What will be on the UK’s trade agenda in 2021?

Newington’s Trade Team – Tiffany Burrows, Sabine Tyldesley, Nick Jessup and Ciaran Gill – look at what to expect the UK’s trade priorities will be this year in this long read. 


UK-EU Trade and Cooperation Agreement (TCA) or not, in 2021 we will not stop hearing about Brussels or the rules that are made there.

The Joint Partnership Council and its various sub-committees will be the forum in which the UK and EU will manage and monitor how the deal is implemented, as well as how to coordinate on policy in the future. However, within the UK, the cake has not been fully eaten yet and 2021 will be the year where the UK will decide how much it wants to set itself on the path of divergence from EU rules.

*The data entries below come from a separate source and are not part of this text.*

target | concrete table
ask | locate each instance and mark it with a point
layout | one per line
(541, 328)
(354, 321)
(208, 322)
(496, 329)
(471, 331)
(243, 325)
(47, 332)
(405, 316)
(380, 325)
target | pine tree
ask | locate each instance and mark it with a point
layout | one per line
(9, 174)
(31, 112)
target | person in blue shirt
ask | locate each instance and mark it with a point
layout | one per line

For example, there will need to be further detail on home-grown rules, the enforcement mechanisms needed for them, the agencies that will be set up, and which EU rules the UK will in future seek to align with (and how to decide this).

The TCA will be unpicked over the course of the coming months for its deficiencies more detail is needed for businesses to be confident that additional burdens of leaving the EU are eased and hopefully over time alleviated. While generous on rules of origin, there will remain questions on the precise composition of products and in particular what happens if parts at short notice need to be sourced elsewhere to ensure production, thereby changing the percentage of certain origin parts (for example in the automotive sector). This is also a consideration for rollover agreements – see more below.

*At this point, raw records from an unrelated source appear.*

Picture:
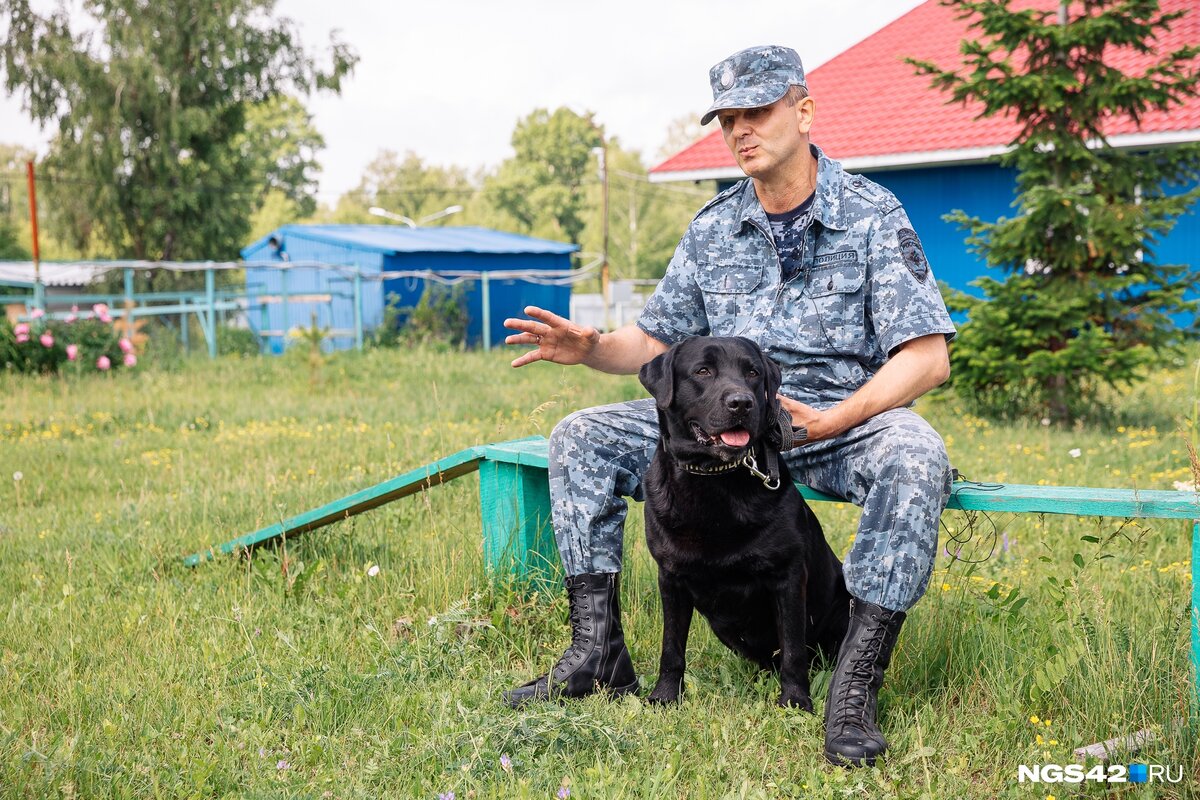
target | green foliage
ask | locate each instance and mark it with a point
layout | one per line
(543, 187)
(409, 187)
(160, 110)
(1085, 302)
(439, 318)
(646, 221)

The agreement currently does not grant automatic mutual recognition for conformity assessments on all products, either. While mitigating ‘trusted trader’ schemes will make things easier at the border, there will be more action forthcoming from Government on regulations and how they interact with the EU standards.

Finally, the big question mark on services and skills will need to be answered, given the gap between the rules from within the Single Market and the rules as they now stand being equivalent to the WTO Agreement on Trade in Services (GATS). Specifically on “equivalence” decisions for financial services, the City is eager to hear the Government’s next steps and the tech sector awaits an “adequacy” decision that would allow for the continued free flow of data. This chapter of the TCA deals with professional qualifications and currently does not grant automatic recognition of professional qualifications.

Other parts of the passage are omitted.